To estimate the effect of falls on medical spending, we used a regression model with total individual spending as the dependent variable and falls and demographic, health, and other factors as control variables. MCBS includes two falls questions annually: “Since (last interview), have you fallen down?” and “Since (last interview), how many times have you fallen down?” Both falls questions are in the Survey Health Status and Functioning file and the R61 Health Status Functioning questionnaire section. Because the primary focus of this study was to estimate the healthcare costs attributable to all falls and not the increase in costs as the number of falls increases, this analysis used the first question to create a dichotomous variable representing having fallen versus not having fallen in the past year.

Control variables included sex, race, age, income, education, region of residence, and health status measures, including self-rated health, several chronic conditions (Table 1), and body mass index. The health status measures are associated with medical spending, and if excluded, their costs could incorrectly be attributed to falls. Regression models were estimated according to healthcare payer category (Medicare; Medicaid (conditional on having coverage from this source); private, out of pocket, other) and service type category (hospital, physician or other health professional, dental, prescription drugs, other). The regression models used a generalized linear model with a gamma distribution and a log link. In cases in which there was a substantial percentage of observations with no expenditures (for hospital, dental, and other service types), a 2-part model was used22 that had a logit regression for any expenditures and a generalized linear model for expenditure level.

Table 1. Characteristics of Older Adults According to Whether They Reported Falling in Past Year: Medicare Current Beneficiaries Survey, 2011
Characteristic No Fall, 76.1% Fall, 23.9% P-Value
Number of falls, %
1 52.1
2 21.3
3 10.5
4 4.2
5 3.7
≥6 5.7
Female, % 55.8 63.0 .01
Caucasian, % 86.0 91.7 <.001
Age, average 76.5 78.4 <.001
Income, average, $ 40,318 37,688 <.001
Education, %a
<High school 23.4 25.5
High school graduate 24.2 23.2
Some college 23.5 25.0
College graduate 24.5 21.5 .41
Region, %a
Northeast 15.7 12.3
Midwest 23.0 26.1
South 42.5 42.1
West 16.6 17.6 .07
Self-rated general health, %a
Excellent 17.7 11.3
Very good 34.1 24.7
Good 30.7 31.1
Fair 13.8 23.3
Poor 3.2 9.3 <.001
Depression, % 18.8 33.3 <.001
Hypertension, % 71.2 76.1 .01
Diabetes mellitus, % 24.0 32.8 <.001
Osteoporosis, % 22.3 30 <.001
Emphysema, asthma, chronic obstructive pulmonary disease, % 17.7 24.0 <.001
Other heart condition, % 11.7 14.4 .05
Stroke, brain hemorrhage, % 9.8 15.0 <.001
High blood pressure within last 12 months, % 50.9 56.1 .01
Myocardial infarction within last 12 months, % 1.9 1.8 .82
Stroke/brain hemorrhage within last 12 months, % 1.7 3.2 .01
Legally blind, % 0.6 0.9 .30
  • a P-value based on chi-square test of difference of distribution across categories.

Attributable Fractions

The AF of medical expenditures is the percentage of total expenditures attributable to a particular condition or risk factor.
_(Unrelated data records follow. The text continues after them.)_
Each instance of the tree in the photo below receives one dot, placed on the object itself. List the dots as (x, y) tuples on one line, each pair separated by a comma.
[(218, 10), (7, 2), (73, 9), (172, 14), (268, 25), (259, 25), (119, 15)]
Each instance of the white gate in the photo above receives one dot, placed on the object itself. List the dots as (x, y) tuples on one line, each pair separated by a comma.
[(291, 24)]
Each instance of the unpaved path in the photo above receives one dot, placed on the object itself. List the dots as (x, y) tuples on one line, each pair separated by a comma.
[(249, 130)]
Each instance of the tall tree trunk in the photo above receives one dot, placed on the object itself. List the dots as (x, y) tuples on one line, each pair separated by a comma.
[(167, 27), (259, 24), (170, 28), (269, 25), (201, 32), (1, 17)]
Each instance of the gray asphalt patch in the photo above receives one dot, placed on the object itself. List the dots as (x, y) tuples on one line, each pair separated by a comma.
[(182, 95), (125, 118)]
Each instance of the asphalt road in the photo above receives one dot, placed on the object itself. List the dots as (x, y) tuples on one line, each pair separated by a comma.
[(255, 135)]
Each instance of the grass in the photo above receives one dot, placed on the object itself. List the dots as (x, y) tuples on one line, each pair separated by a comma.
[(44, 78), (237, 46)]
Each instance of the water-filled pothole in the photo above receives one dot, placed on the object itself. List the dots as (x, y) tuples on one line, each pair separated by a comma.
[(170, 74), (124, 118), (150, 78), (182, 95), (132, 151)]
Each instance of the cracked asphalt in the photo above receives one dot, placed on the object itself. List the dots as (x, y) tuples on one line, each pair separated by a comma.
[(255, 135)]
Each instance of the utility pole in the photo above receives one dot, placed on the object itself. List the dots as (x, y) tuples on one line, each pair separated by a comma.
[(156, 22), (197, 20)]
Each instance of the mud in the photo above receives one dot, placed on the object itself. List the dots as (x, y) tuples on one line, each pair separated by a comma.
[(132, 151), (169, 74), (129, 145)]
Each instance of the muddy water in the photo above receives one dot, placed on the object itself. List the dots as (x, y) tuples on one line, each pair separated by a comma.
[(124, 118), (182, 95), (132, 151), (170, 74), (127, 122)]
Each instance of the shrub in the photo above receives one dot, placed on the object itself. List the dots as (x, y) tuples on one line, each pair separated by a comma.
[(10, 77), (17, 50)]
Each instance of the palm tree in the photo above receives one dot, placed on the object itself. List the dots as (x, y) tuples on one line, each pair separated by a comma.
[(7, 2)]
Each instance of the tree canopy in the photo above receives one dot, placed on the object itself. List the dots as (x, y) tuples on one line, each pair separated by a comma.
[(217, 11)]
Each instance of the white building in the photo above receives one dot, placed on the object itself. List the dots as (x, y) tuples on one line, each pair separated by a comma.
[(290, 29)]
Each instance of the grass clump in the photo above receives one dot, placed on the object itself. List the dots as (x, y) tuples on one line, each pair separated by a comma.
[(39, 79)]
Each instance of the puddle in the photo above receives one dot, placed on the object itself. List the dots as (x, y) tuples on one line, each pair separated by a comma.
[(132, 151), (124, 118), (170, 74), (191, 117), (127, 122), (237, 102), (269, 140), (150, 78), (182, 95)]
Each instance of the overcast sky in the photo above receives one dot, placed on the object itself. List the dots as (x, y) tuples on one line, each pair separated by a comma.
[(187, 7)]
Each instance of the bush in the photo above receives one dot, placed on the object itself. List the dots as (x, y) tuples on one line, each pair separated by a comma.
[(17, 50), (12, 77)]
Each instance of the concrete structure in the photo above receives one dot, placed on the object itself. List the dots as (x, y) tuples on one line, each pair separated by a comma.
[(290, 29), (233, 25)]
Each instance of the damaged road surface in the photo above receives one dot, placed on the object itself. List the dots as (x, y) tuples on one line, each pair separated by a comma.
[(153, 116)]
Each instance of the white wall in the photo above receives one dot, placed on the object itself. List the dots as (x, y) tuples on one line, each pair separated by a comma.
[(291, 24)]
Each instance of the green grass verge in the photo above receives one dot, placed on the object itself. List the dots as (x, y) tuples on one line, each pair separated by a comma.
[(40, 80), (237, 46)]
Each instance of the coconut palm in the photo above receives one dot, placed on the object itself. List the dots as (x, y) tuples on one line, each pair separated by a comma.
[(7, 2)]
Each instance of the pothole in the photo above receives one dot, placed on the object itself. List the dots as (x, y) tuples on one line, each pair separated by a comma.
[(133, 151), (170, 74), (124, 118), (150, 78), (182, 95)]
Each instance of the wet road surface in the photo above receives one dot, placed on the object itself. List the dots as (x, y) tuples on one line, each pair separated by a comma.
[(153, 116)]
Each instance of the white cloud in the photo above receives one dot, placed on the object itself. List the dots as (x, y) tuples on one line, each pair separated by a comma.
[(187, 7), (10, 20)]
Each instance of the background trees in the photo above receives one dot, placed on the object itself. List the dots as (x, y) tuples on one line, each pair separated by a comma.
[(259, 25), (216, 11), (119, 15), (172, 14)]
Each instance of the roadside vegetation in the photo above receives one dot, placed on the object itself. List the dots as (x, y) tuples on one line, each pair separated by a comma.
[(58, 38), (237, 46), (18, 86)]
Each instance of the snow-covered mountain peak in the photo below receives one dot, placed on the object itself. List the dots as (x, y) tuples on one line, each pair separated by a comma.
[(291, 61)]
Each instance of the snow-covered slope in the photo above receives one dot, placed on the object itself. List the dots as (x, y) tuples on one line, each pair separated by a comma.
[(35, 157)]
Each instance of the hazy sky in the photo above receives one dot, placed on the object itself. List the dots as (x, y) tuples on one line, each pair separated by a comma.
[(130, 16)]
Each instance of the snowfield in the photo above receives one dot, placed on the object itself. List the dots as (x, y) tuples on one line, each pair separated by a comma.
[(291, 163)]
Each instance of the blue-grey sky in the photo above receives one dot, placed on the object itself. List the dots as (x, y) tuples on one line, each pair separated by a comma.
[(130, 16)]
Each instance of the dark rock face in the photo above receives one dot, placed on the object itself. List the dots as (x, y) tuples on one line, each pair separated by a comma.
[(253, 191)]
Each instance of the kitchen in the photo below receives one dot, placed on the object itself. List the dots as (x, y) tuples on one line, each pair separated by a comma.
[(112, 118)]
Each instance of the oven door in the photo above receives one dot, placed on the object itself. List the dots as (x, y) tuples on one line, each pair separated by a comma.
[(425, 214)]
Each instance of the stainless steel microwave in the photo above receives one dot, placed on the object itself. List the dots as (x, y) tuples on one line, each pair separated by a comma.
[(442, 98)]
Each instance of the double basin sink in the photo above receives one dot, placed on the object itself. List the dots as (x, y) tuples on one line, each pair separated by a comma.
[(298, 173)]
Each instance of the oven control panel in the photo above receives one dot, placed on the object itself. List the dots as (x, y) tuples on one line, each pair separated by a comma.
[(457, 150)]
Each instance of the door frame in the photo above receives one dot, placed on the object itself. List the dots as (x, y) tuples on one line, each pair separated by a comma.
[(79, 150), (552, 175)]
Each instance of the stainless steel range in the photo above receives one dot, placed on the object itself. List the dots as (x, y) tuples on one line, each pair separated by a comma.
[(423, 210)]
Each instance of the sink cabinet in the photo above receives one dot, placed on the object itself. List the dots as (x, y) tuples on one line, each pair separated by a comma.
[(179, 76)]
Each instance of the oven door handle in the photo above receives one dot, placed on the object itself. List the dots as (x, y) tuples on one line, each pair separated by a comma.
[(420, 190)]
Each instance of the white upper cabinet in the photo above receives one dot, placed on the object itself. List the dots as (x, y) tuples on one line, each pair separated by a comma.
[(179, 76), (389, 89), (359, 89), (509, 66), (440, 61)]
The AF for nonfatal falls was calculated in two steps. First, total expenditures were estimated at the observed values of all independent variables in the regression model. Then, the hypothetical level of expenditures if no falls had occurred was estimated, with the “any falls” variable equal to 0 and all other independent variables left at their observed values. The AF due to falls was calculated as: falls AF = (total expenditures–total expenditures if no falls)/total expenditures.
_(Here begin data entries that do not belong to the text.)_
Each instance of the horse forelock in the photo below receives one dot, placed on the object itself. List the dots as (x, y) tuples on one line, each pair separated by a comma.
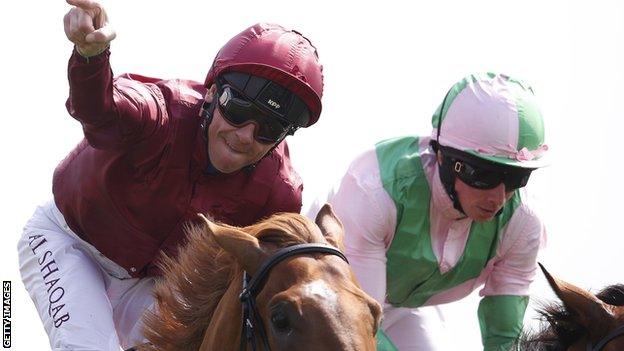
[(560, 327), (194, 282), (188, 293), (286, 229)]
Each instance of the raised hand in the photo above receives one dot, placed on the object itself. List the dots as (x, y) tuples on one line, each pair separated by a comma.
[(86, 25)]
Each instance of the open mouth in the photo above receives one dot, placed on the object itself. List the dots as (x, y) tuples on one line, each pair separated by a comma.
[(233, 148), (486, 210)]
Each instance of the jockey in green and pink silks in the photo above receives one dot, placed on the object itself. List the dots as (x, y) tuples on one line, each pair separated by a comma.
[(428, 220)]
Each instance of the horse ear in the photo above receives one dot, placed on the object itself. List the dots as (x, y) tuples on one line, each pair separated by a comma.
[(330, 226), (244, 247), (593, 313)]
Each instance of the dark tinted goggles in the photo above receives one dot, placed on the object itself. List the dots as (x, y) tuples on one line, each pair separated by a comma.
[(482, 174), (238, 111)]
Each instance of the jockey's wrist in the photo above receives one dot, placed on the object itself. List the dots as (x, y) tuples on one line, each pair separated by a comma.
[(87, 54)]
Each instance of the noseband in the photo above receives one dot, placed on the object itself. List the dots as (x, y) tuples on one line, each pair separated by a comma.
[(252, 287), (617, 332)]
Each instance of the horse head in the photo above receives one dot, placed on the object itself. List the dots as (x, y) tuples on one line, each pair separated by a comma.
[(601, 323), (306, 301)]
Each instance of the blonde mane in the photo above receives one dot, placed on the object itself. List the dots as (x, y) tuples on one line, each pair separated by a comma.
[(193, 283)]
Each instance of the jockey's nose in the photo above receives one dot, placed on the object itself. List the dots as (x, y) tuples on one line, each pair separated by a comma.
[(245, 134)]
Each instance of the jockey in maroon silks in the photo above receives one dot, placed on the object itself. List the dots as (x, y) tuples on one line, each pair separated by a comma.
[(155, 153)]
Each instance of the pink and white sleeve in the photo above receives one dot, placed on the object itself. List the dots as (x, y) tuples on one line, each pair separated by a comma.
[(515, 269), (369, 217)]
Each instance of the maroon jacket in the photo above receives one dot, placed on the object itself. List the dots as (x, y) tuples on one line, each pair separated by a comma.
[(138, 176)]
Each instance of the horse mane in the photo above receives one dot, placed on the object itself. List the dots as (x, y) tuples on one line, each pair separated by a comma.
[(560, 328), (193, 283)]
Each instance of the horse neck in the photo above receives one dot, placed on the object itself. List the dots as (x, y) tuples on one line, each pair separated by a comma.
[(226, 323)]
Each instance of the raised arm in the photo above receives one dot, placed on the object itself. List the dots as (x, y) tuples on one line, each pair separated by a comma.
[(114, 113), (86, 25), (506, 292)]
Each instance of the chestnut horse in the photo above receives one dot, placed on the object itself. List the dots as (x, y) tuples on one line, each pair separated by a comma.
[(585, 322), (308, 301)]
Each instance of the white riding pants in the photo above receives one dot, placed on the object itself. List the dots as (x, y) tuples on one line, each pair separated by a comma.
[(415, 329), (85, 300)]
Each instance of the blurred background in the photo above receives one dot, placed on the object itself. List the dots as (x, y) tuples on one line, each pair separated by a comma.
[(387, 65)]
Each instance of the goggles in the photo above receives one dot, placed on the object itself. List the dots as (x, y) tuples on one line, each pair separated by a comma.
[(238, 112), (482, 174)]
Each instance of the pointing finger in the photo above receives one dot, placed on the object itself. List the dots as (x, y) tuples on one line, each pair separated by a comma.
[(102, 35)]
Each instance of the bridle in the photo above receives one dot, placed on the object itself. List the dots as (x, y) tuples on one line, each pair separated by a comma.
[(617, 332), (251, 288)]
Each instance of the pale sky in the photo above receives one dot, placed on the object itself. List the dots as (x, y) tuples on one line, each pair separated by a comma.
[(387, 65)]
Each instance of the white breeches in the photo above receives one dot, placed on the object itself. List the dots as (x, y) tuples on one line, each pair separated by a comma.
[(85, 300), (415, 329)]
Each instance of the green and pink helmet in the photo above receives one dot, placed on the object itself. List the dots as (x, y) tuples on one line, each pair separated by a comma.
[(493, 117)]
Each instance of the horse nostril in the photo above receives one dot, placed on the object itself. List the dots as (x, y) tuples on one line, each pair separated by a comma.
[(280, 321)]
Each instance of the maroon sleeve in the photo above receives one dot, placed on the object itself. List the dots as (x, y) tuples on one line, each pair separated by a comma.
[(114, 113), (286, 194)]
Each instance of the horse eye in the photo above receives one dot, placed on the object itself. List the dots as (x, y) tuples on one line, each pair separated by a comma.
[(280, 321)]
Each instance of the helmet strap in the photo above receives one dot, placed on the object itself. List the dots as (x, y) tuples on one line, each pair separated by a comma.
[(207, 113), (252, 166), (447, 177)]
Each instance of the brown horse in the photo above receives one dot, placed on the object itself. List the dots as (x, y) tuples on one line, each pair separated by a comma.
[(585, 322), (310, 301)]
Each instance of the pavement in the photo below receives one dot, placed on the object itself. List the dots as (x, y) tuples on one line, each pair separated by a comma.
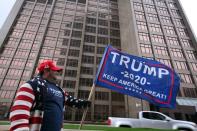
[(6, 128)]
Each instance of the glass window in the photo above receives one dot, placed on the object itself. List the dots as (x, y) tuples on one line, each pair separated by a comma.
[(150, 8), (70, 73), (181, 65), (85, 82), (157, 39), (186, 78), (176, 52), (72, 63), (166, 19), (191, 54), (152, 17), (142, 26), (173, 41), (144, 37), (88, 59), (153, 116), (90, 29), (169, 30), (69, 84), (102, 31), (89, 38), (88, 48), (145, 49), (139, 15), (155, 28), (87, 70), (160, 50), (165, 61)]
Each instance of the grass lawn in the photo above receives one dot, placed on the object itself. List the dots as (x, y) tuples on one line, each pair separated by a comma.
[(97, 127), (106, 128)]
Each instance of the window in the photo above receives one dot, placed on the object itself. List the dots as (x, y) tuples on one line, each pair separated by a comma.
[(14, 72), (186, 43), (194, 66), (157, 39), (88, 59), (91, 21), (76, 34), (155, 28), (186, 78), (150, 8), (4, 60), (2, 71), (145, 49), (152, 17), (153, 116), (142, 26), (190, 92), (115, 33), (102, 40), (73, 52), (169, 30), (87, 70), (102, 31), (160, 2), (138, 6), (148, 1), (139, 15), (176, 13), (173, 41), (90, 29), (69, 84), (114, 24), (117, 96), (83, 94), (70, 73), (85, 82), (103, 22), (144, 37), (179, 22), (115, 42), (160, 50), (181, 65), (101, 95), (75, 43), (72, 63), (165, 61), (166, 19), (100, 50), (89, 38), (176, 52), (182, 32), (87, 48), (191, 54), (77, 25), (163, 10)]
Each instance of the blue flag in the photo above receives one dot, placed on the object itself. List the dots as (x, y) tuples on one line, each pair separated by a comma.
[(138, 77)]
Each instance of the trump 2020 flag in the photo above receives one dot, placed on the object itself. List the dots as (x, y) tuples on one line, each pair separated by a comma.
[(138, 77)]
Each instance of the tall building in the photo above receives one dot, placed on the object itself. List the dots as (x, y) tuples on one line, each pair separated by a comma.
[(74, 34)]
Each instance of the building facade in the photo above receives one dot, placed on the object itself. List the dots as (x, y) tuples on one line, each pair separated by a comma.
[(74, 33)]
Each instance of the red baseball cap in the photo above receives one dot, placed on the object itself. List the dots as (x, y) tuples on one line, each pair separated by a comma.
[(48, 64)]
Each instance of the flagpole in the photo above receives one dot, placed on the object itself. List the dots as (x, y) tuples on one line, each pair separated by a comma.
[(86, 110)]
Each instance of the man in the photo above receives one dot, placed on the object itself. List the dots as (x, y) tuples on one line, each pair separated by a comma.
[(39, 103)]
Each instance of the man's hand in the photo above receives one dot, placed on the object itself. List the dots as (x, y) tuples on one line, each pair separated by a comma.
[(87, 104)]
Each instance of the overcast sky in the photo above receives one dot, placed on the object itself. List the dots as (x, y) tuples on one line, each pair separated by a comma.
[(190, 7)]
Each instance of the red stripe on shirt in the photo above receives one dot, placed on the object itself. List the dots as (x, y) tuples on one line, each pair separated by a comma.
[(19, 116), (35, 120), (19, 126)]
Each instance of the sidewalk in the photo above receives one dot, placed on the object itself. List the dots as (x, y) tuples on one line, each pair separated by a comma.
[(6, 128)]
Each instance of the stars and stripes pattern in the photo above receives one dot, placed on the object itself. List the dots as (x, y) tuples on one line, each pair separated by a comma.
[(23, 118)]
The resulting fraction estimated the percentage of all expenditures attributable to falls, controlling for the other variables in the regression model. Bootstrap estimates were replicated 1,000 times to develop a distribution of estimates for calculating confidence intervals.

The Centers for Medicare and Medicaid Services produces the NHEA annually, which provides the official measure of total healthcare consumption in the United States. The NHEA provides spending amounts according to type of service (e.g., hospital care, professional services) and source of funds (e.g., out of pocket, private health insurance, Medicare, Medicaid)19 and provides periodic measures of spending according to age, sex, and state of residence. The current study used the 2013 NHEA to measure overall healthcare spending according to type of service and source of funds and the 2012 age and sex report to estimate the share of expenditures for persons aged 65 and older.23 A detailed description of the NHEA methodology is available elsewhere.24

Overall healthcare expenditure levels for the older adult population were extrapolated from the NHEA using a 2-step process. First, the percentage of total national health expenditures for the population aged 65 and older was derived from 2012 estimates,23 which are the most recently published NHEA breakdowns according to age. These proportions were estimated separately for each payer and service type category used in our regression models. Then, these proportions were multiplied by total expenditures from the 2015 NHEA data for each payer and service type category. These calculations can be shown as: expenditures for aged 65 and older = (expenditures for aged 65 and older/total expenditures in current year)*total expenditures.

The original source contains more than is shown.